Charles Henry Coster (1852–1900) was an American financier and noted philatelist. He was also the author of The United States Locals and Their History, a book considered to be the first major work on the private local posts in the United States.

== Early life ==
Coster was born on July 24, 1852, in Newport, Rhode Island. His ancestors were Dutch immigrants who settled in New York in the late 18th century. John Gerard Coster, his grandfather, was a native of the city of Harlem, the Netherlands. He and his brother, Henry, went to the United States and founded a mercantile house that became one of the most prosperous in New York. The family became prominent in the city's business and social world. It is claimed that the family was even represented in the novels of Edith Wharton - a relative - about New York's Gilded Age. Coster was the son of George W. Coster, John Gerard's youngest son, and Elizabeth Oakey. Coster was educated in private schools.

== Career ==
Coster began his career in business sometime in 1867 when he worked for Aymar & Co., an importing business. He remained with this company after it was acquired by Fabbri & Chauncey in 1872. He left in the latter part of 1883 and later joined Drexel, Morgan & Co. as a partner. This company became J.P. Morgan & Co., named after its founder J.P. Morgan. Coster became the general manager of Northern Pacific, a railroad company that J.P. Morgan reorganized.

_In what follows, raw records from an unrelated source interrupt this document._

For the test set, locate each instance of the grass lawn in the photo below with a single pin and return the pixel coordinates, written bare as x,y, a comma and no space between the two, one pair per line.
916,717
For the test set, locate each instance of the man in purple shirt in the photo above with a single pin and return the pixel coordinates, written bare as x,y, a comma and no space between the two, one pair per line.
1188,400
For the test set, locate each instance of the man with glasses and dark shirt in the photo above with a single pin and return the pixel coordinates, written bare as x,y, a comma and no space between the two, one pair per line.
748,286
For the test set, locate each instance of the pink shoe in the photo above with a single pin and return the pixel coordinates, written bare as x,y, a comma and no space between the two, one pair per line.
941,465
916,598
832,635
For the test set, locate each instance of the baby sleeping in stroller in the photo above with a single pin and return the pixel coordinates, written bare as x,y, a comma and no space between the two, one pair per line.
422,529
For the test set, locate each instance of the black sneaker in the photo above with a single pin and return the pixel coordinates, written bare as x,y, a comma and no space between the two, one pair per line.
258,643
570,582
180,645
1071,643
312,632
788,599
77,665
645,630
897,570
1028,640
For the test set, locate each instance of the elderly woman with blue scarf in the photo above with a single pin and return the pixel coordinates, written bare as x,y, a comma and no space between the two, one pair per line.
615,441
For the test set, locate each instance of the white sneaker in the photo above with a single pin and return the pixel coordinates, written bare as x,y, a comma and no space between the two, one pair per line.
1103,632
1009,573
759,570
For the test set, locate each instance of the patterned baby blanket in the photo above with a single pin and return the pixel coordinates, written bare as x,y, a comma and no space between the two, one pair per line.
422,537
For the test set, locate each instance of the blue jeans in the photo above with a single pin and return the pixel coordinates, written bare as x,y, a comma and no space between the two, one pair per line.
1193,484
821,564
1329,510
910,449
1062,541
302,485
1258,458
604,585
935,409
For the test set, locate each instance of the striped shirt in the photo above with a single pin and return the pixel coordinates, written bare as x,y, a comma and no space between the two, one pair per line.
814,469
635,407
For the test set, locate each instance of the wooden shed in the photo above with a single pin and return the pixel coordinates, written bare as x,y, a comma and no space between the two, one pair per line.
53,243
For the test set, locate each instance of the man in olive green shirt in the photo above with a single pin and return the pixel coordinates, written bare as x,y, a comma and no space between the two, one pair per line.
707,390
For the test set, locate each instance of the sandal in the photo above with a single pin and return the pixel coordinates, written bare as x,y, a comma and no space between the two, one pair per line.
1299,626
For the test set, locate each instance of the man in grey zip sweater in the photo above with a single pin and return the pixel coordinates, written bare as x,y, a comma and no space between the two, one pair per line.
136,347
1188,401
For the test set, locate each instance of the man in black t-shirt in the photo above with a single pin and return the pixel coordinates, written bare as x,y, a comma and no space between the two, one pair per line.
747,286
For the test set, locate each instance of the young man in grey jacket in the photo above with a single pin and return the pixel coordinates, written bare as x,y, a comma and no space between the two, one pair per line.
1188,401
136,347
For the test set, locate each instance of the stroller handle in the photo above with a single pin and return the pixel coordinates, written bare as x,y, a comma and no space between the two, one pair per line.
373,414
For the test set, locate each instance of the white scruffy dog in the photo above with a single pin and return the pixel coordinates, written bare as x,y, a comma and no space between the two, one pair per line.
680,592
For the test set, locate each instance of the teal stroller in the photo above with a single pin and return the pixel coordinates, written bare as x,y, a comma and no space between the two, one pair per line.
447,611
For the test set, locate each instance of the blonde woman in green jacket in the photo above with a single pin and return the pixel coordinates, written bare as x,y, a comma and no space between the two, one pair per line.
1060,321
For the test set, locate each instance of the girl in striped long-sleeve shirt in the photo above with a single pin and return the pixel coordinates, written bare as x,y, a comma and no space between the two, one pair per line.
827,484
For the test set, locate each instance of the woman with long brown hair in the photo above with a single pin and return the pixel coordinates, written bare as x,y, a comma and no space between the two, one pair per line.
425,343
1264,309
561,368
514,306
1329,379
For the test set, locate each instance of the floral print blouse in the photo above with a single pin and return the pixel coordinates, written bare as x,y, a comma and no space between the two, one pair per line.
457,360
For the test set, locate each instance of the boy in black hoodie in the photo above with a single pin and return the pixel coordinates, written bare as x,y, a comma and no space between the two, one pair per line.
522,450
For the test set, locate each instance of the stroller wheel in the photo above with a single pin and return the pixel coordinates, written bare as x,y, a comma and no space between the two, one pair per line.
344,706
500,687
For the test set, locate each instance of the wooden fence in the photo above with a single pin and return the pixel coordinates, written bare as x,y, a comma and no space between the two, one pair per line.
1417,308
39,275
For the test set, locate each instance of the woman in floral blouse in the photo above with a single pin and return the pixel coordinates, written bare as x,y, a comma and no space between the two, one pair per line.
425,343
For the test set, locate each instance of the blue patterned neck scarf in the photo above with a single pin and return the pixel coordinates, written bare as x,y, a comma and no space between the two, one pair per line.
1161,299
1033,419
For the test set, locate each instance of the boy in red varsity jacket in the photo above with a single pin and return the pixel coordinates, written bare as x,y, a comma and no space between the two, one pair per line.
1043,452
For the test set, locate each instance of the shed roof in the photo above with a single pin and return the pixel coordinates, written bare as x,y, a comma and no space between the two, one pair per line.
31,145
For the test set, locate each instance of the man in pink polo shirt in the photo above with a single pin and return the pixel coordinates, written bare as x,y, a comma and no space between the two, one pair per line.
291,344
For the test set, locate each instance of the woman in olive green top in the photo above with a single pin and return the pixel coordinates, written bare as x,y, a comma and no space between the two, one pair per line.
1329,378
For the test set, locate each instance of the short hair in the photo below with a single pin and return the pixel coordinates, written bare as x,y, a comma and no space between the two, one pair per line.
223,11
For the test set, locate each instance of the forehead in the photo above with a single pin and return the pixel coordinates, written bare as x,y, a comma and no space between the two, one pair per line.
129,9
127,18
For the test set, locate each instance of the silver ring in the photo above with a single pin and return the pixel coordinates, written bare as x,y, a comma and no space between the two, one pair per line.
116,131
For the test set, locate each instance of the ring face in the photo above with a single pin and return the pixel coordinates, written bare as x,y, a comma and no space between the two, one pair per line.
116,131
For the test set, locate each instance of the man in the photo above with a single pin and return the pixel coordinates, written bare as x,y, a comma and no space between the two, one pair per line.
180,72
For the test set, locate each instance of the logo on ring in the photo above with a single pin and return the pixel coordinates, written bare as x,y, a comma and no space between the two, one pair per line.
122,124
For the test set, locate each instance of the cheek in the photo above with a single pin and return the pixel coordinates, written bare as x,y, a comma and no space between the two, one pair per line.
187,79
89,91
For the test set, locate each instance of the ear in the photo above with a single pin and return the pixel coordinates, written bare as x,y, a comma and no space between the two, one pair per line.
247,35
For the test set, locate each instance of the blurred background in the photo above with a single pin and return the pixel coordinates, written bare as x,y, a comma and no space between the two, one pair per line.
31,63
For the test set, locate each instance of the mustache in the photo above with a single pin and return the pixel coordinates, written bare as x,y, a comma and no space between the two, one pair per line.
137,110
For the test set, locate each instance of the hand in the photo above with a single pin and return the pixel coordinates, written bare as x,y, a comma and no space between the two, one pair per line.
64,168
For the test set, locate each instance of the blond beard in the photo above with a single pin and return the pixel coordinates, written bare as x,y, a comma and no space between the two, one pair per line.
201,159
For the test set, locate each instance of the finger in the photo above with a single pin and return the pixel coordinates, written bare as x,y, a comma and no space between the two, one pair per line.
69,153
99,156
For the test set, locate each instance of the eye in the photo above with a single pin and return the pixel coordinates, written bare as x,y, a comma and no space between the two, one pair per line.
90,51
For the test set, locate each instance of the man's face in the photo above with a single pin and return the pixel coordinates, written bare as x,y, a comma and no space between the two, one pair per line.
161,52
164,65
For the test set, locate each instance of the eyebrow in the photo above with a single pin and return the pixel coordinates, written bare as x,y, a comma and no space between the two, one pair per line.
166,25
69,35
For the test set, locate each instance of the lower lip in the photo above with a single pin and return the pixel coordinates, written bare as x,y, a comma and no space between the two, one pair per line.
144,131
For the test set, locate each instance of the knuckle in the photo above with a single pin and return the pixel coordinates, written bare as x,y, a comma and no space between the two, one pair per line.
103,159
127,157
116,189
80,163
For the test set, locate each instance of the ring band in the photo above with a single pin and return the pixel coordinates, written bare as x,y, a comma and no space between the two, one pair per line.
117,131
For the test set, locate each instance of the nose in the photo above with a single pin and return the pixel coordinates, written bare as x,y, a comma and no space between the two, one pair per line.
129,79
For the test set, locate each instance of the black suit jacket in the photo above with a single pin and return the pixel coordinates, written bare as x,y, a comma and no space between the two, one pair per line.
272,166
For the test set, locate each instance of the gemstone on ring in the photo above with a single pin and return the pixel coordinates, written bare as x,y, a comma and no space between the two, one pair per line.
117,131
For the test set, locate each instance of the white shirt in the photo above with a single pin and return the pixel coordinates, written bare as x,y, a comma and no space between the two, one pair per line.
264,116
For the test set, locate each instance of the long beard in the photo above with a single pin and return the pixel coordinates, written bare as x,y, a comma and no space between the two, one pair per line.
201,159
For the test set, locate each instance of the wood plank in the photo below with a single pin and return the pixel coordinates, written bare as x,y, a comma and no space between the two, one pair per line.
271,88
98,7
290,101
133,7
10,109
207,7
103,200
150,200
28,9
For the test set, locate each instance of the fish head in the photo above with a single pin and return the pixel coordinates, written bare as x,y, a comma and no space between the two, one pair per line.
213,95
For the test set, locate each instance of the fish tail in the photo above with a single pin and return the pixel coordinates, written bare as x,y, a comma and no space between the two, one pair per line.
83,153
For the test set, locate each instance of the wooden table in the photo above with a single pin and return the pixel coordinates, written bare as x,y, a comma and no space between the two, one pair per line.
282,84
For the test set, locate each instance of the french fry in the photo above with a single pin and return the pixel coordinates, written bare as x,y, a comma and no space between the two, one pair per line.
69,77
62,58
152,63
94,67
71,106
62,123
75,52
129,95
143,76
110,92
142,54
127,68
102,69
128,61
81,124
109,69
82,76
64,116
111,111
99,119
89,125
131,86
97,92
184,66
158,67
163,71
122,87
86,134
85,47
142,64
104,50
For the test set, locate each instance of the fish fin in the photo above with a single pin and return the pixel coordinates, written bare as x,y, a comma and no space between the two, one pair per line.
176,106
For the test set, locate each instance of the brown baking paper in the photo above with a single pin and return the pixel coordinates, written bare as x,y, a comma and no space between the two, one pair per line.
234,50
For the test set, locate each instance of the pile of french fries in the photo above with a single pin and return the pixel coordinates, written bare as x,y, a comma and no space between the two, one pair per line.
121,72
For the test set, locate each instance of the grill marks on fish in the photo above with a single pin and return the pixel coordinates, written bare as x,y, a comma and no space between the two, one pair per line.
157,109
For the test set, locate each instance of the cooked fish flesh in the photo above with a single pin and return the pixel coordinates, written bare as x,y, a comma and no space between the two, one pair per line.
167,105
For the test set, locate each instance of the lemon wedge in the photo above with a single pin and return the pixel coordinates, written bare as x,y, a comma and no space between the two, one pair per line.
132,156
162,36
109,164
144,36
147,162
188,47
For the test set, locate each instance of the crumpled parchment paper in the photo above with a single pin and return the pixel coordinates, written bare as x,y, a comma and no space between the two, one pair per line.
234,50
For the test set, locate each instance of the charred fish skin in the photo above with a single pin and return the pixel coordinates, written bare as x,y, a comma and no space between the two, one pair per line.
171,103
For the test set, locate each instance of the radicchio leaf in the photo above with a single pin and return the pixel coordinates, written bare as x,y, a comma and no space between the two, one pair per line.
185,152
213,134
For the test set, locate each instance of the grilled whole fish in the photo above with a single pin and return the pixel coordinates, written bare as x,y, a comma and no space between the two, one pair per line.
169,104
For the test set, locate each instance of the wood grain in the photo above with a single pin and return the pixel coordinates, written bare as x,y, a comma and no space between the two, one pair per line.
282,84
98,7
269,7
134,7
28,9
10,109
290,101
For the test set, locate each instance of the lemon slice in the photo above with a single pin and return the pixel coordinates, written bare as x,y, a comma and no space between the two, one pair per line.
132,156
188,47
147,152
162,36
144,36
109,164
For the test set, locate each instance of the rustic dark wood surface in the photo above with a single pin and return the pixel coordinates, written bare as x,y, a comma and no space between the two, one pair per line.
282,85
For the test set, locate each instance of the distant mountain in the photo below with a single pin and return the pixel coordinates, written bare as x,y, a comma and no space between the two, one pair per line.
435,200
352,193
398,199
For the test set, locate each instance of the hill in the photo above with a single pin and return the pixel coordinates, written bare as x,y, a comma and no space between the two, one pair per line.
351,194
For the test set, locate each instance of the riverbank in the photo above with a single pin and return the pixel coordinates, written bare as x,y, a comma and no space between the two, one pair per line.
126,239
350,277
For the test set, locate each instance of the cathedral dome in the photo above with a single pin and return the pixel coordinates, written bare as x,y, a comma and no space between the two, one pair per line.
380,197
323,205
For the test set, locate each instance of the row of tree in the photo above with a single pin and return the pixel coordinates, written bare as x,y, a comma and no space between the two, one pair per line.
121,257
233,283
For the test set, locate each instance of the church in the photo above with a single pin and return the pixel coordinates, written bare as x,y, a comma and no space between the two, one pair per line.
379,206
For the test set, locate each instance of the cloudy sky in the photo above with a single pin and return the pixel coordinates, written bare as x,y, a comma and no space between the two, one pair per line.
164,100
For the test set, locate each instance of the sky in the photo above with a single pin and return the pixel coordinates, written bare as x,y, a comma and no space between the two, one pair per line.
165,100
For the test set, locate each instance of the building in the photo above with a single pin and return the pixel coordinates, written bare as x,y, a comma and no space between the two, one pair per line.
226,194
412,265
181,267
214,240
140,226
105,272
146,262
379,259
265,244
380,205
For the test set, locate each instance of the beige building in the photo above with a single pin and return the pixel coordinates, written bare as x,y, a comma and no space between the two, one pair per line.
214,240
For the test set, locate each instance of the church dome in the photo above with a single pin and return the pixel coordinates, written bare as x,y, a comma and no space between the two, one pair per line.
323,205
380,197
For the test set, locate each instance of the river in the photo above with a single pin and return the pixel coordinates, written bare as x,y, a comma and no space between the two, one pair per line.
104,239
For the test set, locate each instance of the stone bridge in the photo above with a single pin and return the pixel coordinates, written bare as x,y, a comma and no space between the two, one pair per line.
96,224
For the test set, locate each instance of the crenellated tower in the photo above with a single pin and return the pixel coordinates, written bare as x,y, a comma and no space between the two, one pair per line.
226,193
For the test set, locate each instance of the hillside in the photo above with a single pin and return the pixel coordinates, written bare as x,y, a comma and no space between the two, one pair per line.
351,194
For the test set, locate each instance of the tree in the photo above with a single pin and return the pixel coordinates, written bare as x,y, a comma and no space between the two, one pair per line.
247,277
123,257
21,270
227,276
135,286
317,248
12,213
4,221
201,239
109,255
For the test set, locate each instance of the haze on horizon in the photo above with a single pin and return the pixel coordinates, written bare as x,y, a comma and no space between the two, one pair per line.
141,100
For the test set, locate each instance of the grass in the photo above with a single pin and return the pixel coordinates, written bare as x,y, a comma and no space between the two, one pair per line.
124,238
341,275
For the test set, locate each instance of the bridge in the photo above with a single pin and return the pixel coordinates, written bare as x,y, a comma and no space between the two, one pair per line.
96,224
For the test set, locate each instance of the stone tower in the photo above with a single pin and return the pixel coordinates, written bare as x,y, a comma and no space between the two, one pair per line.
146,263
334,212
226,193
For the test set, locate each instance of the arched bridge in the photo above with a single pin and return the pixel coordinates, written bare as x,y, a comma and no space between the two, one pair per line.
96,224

Coster was recognized for is participation in rescuing struggling businesses, which some interpreted negatively. It was said, for instance, that "he got rich sitting up with sick railroads and going to their funerals". Together with Morgan, through Northern Pacific, Coster helped bankrupt railroad enterprises and give them new lease of life. He was tasked with finding solutions to problems, balancing the intricate and interwoven relations of railroad obligations, bonds, underlying bonds, collateral trust mortgages, and loan applications. During this period, he was characterized as Morgan's overworked partner, who had done the bulk of the spadework in reorganizations that Northern Pacific was involved in. An account described him as "a sort of financial chemist, and possessed a gift of analysis" that enable him to develop clear and sound solutions. This made it possible for Morgan to go ahead with structuring plans. Examples of companies that were successfully reorganized include The Southern Railroad, the Erie, the Chesapeake and Ohio, the Lehigh Valley, the Reading, and the Hocking Valley.

== Stamp collector ==
Coster reportedly began collecting stamps during his teenage years. By 1870, he was already considered one of America's most prominent philatelists. As a collector, he is considered prolific, while his interests in stamps were wide-ranging. This is demonstrated in his collections, which included U.S. locals and forgeries. His collection of stamped envelopes is said to be the best in the United States. Coster was a co-founder and vice-president of the National Philatelical Society during the 1870s.

Coster had also published books on U.S. locals and wrote extensively about stamp envelopes, postal cards and Confederate provisionals. Some of his notable works in this area was his published disagreements with the noted English philatelist, W. Dudley Atlee, and Edward Loines Pemberton. These involved the controversy about the descriptions and history of U.S. locals and Confederate provisionals.

== Personal life ==
He married Emily Pell in June 1886. The couple had four children: Emily, Charles Henry, Helen, and Maud. The family lived in 27 West Nineteenth Street, New York City.

Coster died from pneumonia on March 13, 1900, in New York. At the time of his death, he was at the prime of his life as a Wall Street financier.